Born into the Pauls family of South Plainfield, New Jersey, he was born without tibia bones in both legs, and had both amputated when he was 10 months old. In 2002, Josh became a member of the New York Jr. Rangers Sled Hockey club team.   Josh competed for the New York Jr. Rangers Sled Hockey from 2002 to 2011.   Then in 2011 he became a member of the Disabled Athlete Sports Association's (DASA) St. Louis Blues Sled Hockey Team.  In 2012 Josh helped the Blues clam USA Hockey Adult Sled Hockey Tier II National Championship.  In 2013, Josh helped the Blues win the 2013 Toyota-USA Hockey Adult Sled National Championship.
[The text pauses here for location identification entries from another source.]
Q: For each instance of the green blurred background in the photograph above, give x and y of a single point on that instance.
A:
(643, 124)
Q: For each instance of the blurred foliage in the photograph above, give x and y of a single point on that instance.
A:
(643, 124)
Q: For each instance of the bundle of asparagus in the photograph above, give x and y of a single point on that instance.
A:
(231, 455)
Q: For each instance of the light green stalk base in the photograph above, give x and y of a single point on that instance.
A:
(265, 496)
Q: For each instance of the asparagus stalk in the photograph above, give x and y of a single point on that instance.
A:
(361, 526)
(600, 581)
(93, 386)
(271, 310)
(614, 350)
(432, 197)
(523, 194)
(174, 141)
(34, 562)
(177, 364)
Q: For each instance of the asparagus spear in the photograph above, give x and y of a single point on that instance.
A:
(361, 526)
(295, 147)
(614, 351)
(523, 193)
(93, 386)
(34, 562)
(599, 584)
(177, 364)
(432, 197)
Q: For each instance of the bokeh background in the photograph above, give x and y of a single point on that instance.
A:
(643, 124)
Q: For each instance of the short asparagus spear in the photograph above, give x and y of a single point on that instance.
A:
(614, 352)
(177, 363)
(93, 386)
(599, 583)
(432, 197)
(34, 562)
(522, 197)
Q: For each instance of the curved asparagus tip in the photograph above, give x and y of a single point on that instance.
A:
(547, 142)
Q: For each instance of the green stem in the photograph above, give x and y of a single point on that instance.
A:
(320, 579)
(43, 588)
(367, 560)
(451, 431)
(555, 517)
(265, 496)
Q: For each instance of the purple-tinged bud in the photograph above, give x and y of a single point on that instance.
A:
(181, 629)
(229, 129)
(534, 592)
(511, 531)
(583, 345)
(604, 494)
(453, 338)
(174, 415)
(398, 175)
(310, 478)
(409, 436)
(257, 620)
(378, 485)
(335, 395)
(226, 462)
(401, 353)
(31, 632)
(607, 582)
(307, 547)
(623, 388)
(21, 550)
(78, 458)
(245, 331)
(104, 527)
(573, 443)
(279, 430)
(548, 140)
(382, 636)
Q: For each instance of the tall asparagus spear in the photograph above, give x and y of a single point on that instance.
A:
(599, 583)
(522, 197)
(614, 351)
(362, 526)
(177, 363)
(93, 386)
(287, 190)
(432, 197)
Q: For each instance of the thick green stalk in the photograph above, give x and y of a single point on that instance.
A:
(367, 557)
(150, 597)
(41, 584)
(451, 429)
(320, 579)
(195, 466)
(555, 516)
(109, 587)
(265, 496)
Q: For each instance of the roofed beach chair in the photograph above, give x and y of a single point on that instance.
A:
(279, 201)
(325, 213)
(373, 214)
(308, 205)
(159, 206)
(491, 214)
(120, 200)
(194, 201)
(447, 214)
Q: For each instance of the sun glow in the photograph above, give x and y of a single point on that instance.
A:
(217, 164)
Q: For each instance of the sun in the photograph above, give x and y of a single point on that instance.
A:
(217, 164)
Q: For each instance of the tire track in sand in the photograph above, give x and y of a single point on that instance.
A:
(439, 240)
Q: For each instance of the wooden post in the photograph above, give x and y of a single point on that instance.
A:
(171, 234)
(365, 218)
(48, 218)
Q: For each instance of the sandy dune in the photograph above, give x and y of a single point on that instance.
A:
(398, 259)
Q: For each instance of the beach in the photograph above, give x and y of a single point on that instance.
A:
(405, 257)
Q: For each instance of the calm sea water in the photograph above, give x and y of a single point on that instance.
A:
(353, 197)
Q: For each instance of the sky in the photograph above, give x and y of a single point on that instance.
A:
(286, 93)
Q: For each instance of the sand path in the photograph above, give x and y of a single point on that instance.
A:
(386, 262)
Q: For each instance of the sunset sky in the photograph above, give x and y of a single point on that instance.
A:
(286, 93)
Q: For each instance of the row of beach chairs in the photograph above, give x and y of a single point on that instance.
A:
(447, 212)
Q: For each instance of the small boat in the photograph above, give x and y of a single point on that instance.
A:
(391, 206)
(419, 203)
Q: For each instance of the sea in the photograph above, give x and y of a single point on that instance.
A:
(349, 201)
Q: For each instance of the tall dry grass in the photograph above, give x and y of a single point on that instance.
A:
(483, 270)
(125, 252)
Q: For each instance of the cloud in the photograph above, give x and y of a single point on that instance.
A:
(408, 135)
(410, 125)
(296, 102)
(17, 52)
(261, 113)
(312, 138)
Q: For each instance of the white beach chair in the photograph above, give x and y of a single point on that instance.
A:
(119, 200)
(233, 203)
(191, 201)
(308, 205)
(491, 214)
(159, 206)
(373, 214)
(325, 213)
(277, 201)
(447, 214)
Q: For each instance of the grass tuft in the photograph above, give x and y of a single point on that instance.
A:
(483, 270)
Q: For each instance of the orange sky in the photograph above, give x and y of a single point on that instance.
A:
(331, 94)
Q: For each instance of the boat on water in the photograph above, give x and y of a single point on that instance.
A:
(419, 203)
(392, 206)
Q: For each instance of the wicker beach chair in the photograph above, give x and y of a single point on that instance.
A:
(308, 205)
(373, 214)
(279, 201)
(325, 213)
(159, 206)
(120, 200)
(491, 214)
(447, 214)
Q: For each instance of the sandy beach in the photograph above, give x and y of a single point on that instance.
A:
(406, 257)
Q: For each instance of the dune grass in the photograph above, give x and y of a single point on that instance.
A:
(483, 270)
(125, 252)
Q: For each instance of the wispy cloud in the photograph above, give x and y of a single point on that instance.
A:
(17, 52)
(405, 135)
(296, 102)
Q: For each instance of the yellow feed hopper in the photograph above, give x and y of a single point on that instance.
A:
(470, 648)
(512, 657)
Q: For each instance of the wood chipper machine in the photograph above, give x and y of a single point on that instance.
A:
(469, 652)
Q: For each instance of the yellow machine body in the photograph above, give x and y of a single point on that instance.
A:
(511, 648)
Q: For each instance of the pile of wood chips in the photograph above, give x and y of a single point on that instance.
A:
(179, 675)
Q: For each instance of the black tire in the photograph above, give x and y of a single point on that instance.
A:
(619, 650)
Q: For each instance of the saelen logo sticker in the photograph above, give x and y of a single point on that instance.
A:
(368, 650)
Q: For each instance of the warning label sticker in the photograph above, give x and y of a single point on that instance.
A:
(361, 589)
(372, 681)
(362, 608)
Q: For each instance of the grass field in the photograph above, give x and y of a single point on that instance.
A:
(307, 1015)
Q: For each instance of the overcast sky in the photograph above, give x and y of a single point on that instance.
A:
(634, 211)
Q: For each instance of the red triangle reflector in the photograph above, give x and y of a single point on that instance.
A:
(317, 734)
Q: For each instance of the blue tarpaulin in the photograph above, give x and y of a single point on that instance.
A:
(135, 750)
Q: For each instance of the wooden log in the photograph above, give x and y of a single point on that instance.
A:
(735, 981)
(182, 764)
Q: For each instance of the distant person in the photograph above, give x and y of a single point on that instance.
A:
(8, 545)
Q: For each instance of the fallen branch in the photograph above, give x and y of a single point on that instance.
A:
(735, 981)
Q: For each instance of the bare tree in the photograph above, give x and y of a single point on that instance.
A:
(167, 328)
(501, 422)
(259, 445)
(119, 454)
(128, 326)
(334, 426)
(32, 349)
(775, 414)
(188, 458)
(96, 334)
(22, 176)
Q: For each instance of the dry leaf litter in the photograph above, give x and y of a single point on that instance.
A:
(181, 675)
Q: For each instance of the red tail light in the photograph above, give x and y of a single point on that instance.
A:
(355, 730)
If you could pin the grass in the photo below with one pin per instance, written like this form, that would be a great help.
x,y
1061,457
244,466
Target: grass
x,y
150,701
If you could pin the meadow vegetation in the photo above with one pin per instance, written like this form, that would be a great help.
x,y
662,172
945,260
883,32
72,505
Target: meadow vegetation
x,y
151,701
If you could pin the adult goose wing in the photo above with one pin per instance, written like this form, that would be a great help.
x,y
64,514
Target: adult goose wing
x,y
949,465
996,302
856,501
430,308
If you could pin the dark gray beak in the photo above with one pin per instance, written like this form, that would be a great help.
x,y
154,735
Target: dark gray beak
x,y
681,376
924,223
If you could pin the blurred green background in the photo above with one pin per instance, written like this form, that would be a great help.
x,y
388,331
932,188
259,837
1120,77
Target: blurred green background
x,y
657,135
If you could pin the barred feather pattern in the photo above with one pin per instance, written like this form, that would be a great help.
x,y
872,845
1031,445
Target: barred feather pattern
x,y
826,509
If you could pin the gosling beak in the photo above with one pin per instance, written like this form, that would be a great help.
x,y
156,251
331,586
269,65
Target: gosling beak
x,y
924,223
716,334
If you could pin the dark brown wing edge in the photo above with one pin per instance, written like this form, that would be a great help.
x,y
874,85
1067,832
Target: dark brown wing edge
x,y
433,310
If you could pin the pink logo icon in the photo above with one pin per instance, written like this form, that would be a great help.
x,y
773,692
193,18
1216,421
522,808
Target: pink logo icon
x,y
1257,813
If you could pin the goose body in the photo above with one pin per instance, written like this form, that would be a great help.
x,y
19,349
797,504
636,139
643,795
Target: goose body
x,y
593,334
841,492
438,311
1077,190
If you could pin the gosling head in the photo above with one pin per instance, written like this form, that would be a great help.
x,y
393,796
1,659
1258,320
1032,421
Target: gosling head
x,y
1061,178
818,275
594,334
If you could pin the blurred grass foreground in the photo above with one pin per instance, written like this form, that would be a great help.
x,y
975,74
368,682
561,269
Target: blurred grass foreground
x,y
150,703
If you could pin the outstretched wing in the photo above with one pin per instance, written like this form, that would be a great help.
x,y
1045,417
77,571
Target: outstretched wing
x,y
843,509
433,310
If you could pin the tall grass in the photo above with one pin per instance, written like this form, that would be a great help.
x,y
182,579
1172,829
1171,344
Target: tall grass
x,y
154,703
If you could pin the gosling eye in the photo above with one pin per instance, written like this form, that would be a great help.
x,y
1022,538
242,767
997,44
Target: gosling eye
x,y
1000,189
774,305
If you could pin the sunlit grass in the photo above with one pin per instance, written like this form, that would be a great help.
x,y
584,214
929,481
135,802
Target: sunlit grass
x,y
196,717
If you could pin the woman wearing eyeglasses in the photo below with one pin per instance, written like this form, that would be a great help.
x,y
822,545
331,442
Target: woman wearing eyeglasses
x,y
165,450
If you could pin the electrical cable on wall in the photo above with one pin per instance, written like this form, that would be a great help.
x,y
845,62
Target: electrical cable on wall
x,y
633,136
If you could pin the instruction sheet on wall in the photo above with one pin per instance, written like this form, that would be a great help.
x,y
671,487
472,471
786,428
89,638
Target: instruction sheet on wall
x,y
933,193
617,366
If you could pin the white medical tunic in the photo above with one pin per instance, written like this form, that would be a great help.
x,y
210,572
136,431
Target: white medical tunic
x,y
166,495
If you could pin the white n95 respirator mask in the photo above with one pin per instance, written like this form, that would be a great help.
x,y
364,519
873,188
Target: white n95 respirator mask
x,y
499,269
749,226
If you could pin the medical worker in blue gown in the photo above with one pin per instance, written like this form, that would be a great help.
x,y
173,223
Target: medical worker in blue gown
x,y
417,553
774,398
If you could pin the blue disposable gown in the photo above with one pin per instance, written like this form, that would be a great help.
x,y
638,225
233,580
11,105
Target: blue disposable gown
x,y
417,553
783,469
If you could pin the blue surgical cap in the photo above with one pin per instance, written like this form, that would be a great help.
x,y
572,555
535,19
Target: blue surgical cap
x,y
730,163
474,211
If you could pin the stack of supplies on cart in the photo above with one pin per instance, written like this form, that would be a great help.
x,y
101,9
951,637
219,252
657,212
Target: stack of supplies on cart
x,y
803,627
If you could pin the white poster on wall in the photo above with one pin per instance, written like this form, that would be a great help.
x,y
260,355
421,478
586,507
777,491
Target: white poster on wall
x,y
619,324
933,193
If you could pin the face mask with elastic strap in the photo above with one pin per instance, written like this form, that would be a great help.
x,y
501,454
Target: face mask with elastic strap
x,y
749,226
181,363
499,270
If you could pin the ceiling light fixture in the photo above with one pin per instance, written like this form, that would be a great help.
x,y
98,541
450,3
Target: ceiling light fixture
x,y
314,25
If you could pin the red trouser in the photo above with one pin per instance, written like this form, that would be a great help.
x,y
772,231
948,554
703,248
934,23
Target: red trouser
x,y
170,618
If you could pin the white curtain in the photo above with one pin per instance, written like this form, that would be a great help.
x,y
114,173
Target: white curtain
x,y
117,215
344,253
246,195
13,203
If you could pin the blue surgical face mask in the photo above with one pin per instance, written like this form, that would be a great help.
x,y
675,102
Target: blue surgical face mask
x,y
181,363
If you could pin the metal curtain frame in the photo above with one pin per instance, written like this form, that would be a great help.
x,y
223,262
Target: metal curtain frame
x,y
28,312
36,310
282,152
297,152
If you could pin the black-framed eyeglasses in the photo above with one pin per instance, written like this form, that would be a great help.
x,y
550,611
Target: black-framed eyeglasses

In 2008 Josh made the U.S. National Sled Hockey Team, which represented the United States at the 2010 Winter Paralympics in Vancouver, British Columbia, Canada.  Ever since making the U.S. National Sled Hockey Team, Josh has had a tradition of facing a Mr. Potatohead figure towards the opponent's locker room before every game.  Currently, Josh, resides in St. Charles, Mo., where he attends Lindenwood University and is pursuing a degree in sport management.  He is a member of Phi Delta Theta fraternity.  Josh states "He hopes to become a professional hockey coach for a USA Hockey Team someday."  Between his studies at Lindenwood University, Josh is back training with U.S. National Sled Hockey Team as prepare for the 2014 Winter Paralympics in Sochi, Russia.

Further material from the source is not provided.